I could be wrong, but I doubt that Bernie started out with any intention of defrauding anyone, really. I suspect it began the first time he hit a quarter when his returns were lower than everyone else's, or at least not as high as he'd promised his investors they'd be, so he fudged the numbers and lied to get past the moment, thinking he'd just make up for it the next quarter. Only that never happened, and so the lie carried forward and maybe grew as things didn't improve as he expected.
It only turned into a ponzi because he wasn't as successful at investing as he was telling his investors he was, and telling the truth would have meant the probability that he would have lost most of his clients as they went elsewhere. Bernie couldn't admit the truth, so he had to keep up the fiction by actually paying out returns that didn't exist, which required constantly finding new money to cover what he was paying out. The source of that money turned out to be new investors who were lured in by people already investing with Bernie who told them how great he was as a financial wizard, and they had the checks to prove it.
I think this got so far out of hand, and it gradually dragged more and more people in because such things turn into black holes, swallowing up everything that gets close.
Had the 2008 financial crisis not hit then Bernie might still be at it. The rapid downturns in the markets hit many of Bernie's investors with margin calls in other investments they held, so they requested redemptions from him to cover their calls, expecting that all of the money he'd convinced to leave with him really existed. When he realized he couldn't meet the flood of redemptions, that was when he 'fessed up and the bubble burst.
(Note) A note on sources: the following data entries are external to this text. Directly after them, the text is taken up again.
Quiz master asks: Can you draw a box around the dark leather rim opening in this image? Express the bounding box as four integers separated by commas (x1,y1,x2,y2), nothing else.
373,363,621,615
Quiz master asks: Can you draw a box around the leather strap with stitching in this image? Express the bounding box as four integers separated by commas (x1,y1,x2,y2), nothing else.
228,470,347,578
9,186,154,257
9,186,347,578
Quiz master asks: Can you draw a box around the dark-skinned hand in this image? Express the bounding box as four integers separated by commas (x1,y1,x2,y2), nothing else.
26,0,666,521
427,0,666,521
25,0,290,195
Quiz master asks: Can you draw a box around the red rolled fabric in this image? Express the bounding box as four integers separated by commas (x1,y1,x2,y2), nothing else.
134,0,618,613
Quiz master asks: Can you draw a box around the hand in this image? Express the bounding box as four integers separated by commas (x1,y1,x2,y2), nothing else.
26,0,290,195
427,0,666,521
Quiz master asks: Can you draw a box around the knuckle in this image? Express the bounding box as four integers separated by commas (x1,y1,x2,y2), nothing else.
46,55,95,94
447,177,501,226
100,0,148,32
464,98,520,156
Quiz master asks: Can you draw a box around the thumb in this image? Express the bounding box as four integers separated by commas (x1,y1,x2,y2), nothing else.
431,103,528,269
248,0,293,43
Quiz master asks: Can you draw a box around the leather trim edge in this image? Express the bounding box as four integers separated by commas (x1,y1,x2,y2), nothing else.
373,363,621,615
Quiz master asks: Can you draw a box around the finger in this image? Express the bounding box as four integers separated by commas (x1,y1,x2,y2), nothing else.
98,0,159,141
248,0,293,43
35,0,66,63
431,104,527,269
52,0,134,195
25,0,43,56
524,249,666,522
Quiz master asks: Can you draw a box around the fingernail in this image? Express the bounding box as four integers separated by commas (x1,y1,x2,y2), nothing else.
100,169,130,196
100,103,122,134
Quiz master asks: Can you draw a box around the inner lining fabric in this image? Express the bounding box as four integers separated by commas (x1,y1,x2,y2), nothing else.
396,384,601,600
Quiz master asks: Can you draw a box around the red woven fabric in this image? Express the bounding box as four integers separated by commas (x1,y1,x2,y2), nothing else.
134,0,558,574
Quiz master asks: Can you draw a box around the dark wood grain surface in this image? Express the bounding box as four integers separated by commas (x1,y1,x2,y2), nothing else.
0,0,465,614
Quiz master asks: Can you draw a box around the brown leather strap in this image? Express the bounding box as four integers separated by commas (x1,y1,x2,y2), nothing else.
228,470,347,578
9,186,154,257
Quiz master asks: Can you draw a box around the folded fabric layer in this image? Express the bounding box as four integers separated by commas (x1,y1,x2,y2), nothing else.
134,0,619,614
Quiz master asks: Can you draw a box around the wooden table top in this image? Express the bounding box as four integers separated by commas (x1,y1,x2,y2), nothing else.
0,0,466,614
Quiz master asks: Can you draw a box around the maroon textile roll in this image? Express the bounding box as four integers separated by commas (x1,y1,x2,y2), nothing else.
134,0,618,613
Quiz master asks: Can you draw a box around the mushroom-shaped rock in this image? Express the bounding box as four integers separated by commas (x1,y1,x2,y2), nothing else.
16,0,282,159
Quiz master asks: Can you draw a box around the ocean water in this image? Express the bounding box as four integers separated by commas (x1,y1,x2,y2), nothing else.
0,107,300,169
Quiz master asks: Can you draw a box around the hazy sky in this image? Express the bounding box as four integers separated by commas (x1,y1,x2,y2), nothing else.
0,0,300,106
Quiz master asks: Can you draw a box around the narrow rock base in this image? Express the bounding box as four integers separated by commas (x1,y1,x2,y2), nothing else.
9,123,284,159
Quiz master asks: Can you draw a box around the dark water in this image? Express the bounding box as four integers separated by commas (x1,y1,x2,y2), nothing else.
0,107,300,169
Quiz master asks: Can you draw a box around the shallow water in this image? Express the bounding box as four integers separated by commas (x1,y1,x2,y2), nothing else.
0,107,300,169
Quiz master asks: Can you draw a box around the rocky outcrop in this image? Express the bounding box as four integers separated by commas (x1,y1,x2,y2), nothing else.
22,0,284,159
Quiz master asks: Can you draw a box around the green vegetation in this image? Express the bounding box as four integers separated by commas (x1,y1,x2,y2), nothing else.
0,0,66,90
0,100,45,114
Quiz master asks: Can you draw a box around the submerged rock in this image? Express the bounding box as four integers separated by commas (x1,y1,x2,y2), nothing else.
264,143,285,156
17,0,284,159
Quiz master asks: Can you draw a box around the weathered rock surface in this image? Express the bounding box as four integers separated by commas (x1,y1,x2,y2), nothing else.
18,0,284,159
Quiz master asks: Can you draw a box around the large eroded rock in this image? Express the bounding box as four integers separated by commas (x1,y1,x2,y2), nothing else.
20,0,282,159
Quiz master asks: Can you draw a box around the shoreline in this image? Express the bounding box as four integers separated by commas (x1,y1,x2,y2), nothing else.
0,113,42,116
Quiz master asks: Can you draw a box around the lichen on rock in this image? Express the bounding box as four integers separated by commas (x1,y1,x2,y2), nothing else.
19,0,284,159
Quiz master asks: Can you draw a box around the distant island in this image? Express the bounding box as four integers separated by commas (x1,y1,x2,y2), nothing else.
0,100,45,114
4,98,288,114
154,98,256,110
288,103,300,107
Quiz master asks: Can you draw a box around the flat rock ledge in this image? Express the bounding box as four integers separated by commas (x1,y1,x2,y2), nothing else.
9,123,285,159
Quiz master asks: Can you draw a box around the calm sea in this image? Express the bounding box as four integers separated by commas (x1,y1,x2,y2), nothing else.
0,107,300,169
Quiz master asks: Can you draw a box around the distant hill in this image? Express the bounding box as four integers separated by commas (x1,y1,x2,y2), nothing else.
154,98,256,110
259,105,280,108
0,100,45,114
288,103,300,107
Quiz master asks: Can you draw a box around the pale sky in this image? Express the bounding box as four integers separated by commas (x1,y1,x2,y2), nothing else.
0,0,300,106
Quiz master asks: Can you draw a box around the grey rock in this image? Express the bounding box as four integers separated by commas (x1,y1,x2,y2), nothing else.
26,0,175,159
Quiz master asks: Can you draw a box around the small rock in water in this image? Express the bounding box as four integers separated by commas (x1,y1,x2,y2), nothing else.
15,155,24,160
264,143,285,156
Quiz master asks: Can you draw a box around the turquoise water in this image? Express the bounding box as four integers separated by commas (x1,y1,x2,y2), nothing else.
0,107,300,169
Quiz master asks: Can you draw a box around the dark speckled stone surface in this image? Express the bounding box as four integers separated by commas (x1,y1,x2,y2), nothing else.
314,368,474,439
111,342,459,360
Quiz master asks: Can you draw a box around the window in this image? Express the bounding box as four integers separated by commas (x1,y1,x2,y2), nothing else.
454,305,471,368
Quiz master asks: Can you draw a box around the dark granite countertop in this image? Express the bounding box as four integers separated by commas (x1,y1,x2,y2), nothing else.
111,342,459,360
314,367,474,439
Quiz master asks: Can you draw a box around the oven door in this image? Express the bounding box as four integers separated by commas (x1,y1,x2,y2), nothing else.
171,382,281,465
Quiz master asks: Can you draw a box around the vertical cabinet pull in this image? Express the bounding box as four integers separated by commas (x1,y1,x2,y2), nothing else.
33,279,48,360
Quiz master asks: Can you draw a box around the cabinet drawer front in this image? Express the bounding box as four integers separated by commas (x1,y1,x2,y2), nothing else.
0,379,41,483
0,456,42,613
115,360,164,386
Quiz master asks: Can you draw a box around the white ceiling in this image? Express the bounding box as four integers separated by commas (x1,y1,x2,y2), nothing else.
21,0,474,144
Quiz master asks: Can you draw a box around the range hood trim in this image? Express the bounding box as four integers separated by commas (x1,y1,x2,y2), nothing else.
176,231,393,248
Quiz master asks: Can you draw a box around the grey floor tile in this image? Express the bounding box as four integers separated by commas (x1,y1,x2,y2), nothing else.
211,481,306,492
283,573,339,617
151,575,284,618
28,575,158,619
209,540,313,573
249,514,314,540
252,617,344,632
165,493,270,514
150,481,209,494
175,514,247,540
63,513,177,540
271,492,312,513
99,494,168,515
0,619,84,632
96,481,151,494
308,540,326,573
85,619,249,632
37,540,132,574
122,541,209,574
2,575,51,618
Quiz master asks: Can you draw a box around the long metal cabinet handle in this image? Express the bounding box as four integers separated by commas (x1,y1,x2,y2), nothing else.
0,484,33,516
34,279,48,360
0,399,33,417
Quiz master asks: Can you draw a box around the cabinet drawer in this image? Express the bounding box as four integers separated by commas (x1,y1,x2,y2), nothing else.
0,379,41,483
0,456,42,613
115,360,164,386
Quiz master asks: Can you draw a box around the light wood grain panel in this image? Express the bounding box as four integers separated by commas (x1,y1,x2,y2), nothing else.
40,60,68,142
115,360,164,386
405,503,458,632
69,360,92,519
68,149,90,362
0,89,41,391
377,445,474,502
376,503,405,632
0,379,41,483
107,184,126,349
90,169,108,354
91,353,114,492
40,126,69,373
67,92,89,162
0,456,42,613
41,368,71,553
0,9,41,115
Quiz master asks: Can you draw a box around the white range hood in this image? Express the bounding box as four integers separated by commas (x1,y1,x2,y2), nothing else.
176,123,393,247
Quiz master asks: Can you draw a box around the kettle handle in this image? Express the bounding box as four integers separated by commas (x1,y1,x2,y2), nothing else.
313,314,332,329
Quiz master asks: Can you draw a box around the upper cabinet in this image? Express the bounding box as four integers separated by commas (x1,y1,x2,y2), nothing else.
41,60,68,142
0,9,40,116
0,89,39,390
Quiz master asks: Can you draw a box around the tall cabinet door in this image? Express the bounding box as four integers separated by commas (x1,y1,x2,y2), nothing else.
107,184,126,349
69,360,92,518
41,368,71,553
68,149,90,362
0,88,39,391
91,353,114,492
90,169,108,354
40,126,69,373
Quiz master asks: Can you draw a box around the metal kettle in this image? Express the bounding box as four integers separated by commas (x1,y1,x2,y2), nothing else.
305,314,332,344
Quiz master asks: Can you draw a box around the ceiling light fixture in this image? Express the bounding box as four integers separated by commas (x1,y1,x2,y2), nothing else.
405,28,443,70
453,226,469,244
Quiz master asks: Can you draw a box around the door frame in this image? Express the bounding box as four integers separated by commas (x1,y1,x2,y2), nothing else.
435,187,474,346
Could he have succeeded by simple investing in Berkshire? Probably. But then how many people say that in hindsight about them or Amazon or Google, or any number of other stocks that turned out similarly? (grin) Taking people's money and parking it all in one stock doesn't make you a genius, and that's how Bernie wanted to be viewed. To accomplish that, he needed to find the opportunities nobody else saw and be the one to get there first. Unfortunately his personal crystal ball was wrong, and rather than taking his lumps by admitting it to his investors, his pride and ego led him down a path of deception that I'm sure he had every intention of making right if he could. The problem was, that moment never came.
Keep in mind one thing: The $64 billion figure everyone cites isn't money that really existed in the first place. That number is what Bernie claimed his fund was worth, and it is not the amount he actually defrauded people out of. His actual cash intake was probably somewhere in the $20 billion range over that time. Everything else beyond that was nothing more than the fictionalized returns he was claiming to get for his clients. It's what they thought they had in the bank with him, rather than what was really there.